8. May 2010, 02:01:46

alanrich

Posts: 37

I'm not sure if it still is but the standard for international English as used by the United Nations used to be Oxford English, which is slightly different from Cambridge and Scottish versions. Namely, in Oxford English "organization" is the correct spelling, not "organisation", and realize, etc. A lot of spellings picked up by the computing community over the years is simply due to the fact that there is s preponderance of American influence and activity in this field. "Disk" instead of disc has become commonplace in computing usage because of this.

I have my Opera set to British or UK English and I tend to avoid programmes that don't allow British English unless there is no alternative.

Alan

17. June 2010, 18:18:09

Muzer

Posts: 26

I get really fussy about language choices - I got so irritated with programs dumbing down by replacing "directory" with "folder", I found all of the user-editable locales on my system (including Opera) and ran them through a few sed scripts through them...

I also dislike American English, which is just one reason I refuse to use Windows (they don't seem to have heard of British English, I mean, have you even seen the spell checker in the latest Windows Mail for Vista?). However, I also dislike people misusing technical terms that have (sadly) become the norm in my field of knowledge, for example I use "computer program" but "TV programme" - though I still use sulphur in chemistry (probably because I'm not particularly interested in chemistry p), despite sulfur becoming the norm (and good for Opera for marking that as a spelling mistake!).

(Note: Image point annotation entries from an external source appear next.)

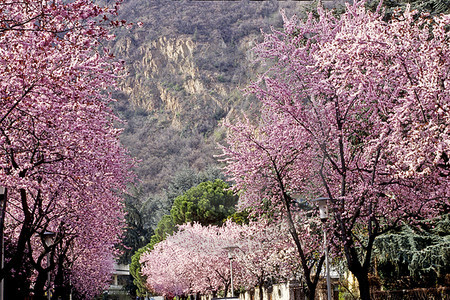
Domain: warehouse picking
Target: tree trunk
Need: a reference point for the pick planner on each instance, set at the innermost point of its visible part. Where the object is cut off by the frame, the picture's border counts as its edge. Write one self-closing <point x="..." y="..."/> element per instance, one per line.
<point x="40" y="285"/>
<point x="364" y="285"/>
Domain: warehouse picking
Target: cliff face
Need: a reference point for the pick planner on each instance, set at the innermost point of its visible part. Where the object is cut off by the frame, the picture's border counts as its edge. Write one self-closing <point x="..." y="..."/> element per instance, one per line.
<point x="186" y="69"/>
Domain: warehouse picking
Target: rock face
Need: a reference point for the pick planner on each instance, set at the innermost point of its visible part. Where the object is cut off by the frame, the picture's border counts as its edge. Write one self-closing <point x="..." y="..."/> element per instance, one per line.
<point x="186" y="68"/>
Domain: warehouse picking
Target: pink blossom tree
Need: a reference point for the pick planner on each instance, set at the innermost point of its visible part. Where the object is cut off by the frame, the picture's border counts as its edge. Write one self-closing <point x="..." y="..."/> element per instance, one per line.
<point x="363" y="110"/>
<point x="268" y="163"/>
<point x="195" y="260"/>
<point x="60" y="158"/>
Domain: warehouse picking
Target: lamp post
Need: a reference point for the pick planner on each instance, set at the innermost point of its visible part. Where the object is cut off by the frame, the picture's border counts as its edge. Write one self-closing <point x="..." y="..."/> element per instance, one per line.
<point x="2" y="246"/>
<point x="230" y="250"/>
<point x="48" y="239"/>
<point x="323" y="213"/>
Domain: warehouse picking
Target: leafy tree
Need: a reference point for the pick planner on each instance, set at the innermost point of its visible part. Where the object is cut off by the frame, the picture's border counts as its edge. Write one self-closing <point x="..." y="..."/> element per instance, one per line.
<point x="367" y="101"/>
<point x="207" y="203"/>
<point x="210" y="202"/>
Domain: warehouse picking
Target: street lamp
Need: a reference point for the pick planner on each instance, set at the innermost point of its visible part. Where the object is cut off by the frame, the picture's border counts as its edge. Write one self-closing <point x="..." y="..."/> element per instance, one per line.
<point x="2" y="246"/>
<point x="323" y="214"/>
<point x="230" y="250"/>
<point x="48" y="239"/>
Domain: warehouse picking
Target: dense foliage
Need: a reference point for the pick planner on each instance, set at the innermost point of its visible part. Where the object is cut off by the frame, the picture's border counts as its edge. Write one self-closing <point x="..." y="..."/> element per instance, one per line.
<point x="355" y="109"/>
<point x="209" y="202"/>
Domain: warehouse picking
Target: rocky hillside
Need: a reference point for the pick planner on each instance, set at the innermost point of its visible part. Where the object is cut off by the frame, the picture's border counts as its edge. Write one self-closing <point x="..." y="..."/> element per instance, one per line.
<point x="186" y="68"/>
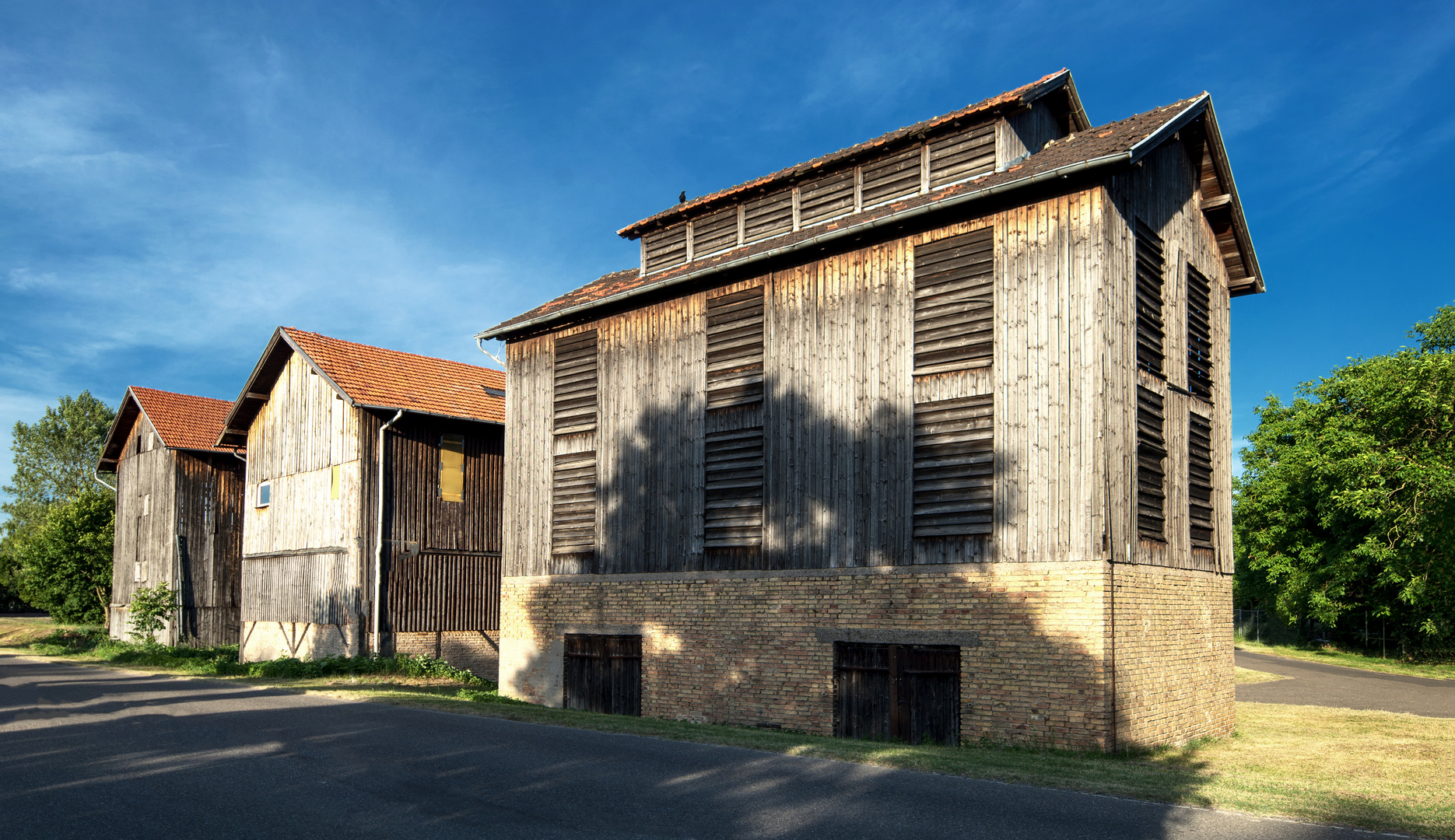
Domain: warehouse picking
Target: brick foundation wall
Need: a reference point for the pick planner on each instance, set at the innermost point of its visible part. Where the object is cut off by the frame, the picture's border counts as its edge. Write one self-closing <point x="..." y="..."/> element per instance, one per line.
<point x="271" y="640"/>
<point x="1173" y="649"/>
<point x="757" y="647"/>
<point x="476" y="652"/>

Also, as I saw someone mention disk, you may be confused when to use k and when to use c: optical media (read with a laser) is always disc, everything else is disk. Examples:

Floppy disk
Hard disk
USB Flash disk (though these usually aren't called disks, they're called drives, for some reason)
Compact Disc (CD)
Digital Versatile Disc (DVD)
Blu-ray Disc (BD)
Laserdisc (LD)

...etc.

21. June 2010, 09:21:54

linkvist

Posts: 32

Thanks for the feedback, we'll look into these and fix where necessary.

22. June 2010, 10:36:19

cc-sunny

Posts: 6

Not only necessary but vital and important. Thanks

28. July 2010, 03:11:19

bryanwilkin79

Posts: 1

Hi, is there any update on this issue?

28. July 2010, 18:45:21

mallen

Posts: 958

Originally posted by bryanwilkin79:

Hi, is there any update on this issue?


There will be no change. As linkvist says above, the default installer is now US Only. And those of us who use the English Language correctly have to download the International pack. Very annoying, but it looks like even the Norwegians are bowing down to the US ruling the planet now.